CQI project improves discharge process

Project won health system's quality award

A continuous quality improvement (CQI) project to improve the discharge process has resulted in increased patient satisfaction at Gibson Rehab Center in Williamsport, PA.

The team that developed the project received the Susquehanna Health System's 1997 Chairman's Quality Award for its work on improving the rehab discharge planning process.

Recently discharged patients who responded to a written survey gave the discharge process an overall mean score of 3.34 (on a scale of 1 to 4) before the CQI project, and an overall mean score of 3.67 after the project. Overall satisfaction with the rehab process jumped from 3.64 to 3.84.

On an initial telephone survey in 1996, only 52% of patient responded "yes" to the question: "Did the rehab staff involve you in decisions about your discharge?" A year later, 100% of patients surveyed by telephone responded "yes."

Susquehanna Health System has a commitment to improving customer service, whether the customers are physicians, payers, or patients, says Julie Hawkins, OTR/L, program director for neurologic rehab services at Gibson Rehab and team leader of the Rehabilitation Cycle of Service Team. The team's duties include examining everything a patient goes through while in the system and coming up with ways to improve customer service.

Top quality customer service is particularly important at Gibson rehab because there are two other major rehabilitation providers in its market area, Hawkins adds.
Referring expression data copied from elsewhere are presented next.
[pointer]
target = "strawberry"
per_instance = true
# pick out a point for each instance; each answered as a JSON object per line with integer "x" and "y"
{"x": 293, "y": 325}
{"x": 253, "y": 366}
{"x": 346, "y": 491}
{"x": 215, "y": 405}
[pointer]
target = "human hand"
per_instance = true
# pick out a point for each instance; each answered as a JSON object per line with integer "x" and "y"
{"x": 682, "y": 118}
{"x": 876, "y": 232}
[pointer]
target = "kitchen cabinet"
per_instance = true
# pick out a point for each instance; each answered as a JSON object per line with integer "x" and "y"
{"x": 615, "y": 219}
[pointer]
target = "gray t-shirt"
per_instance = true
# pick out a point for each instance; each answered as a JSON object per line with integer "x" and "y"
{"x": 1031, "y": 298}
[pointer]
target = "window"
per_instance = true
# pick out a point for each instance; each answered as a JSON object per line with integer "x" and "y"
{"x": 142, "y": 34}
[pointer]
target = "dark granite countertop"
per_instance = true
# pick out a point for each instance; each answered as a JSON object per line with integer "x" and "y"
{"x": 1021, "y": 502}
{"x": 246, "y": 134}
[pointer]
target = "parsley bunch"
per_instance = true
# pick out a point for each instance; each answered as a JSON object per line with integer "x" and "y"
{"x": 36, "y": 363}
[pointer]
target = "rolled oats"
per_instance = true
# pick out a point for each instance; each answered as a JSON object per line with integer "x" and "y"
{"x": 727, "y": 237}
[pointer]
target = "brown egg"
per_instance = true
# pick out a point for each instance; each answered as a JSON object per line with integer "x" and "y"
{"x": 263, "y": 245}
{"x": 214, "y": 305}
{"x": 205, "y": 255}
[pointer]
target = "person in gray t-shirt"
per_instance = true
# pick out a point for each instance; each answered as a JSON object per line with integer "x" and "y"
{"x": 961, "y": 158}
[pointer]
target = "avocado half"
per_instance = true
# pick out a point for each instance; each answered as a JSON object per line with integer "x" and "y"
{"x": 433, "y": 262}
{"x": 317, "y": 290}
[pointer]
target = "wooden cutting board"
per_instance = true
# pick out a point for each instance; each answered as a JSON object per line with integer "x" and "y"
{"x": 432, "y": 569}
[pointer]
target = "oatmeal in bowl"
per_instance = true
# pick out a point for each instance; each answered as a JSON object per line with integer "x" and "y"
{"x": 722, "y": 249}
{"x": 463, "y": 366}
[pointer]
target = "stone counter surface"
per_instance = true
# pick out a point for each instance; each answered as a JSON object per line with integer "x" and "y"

A 16-member team from various disciplines and hospital campuses conducted the 15-month project to improve customer service. They were charged with identifying areas that had a strong effect on customer service and suggesting better ways of delivering those services.

Both the rehab staff and former patients ranked the discharge process as the top area where improvement was needed.

The team looked at the discharge process throughout the continuum of care, including acute rehab services, the inpatient rehab unit, home health rehab, and outpatient rehab. (For details on how the committee worked, see related article on p. 162.)

"We were looking at the patients' perception of their involvement in discharge, their feeling of being prepared to go home, and how coordinated we were in the discharge process," Hawkins says. After determining the problem areas in discharge planning, the team brainstormed to come up with potential solutions and divided into small groups to come up with action plans. Among the changes they suggested and implemented were:

· A weekly discharge planning group for new neuro patients.

The group is run by a social worker and attended by therapists, and is for all new neuro unit patients. Patients are asked up front to decide where they want to go and what the treatment team can do for them. Meeting attendance has ranged from six patients to one patient, depending on the number of admissions during the week.

Based on what happens in the group, the social worker may schedule individual or family conferences to further address discharge issues.

For instance, if a patient is unsure of family support at home, the social worker will schedule a family conference to find out more about the patient's situation, rather than dwelling on it in the group.

· A collaborative home program packet for all patients.

In the past, each therapist would give home instructions and handouts. The team devised a coordinated packet that included all the information a patient needs for discharge. The home instruction packages are available on computer to allow for customizing instructions as needed for individual patients.

· A discharge coordinator for each treatment team.

A social worker assigned to each team acts as the contact person between the patient, family, and clinical staff. Initially, the social workers were assigned to take care of all the patients' discharge needs, but the job proved too much for one person, Hawkins says.

Now, the social worker coordinates all the discharge planning. For instance, she will set up the family training sessions, but the therapists handle them.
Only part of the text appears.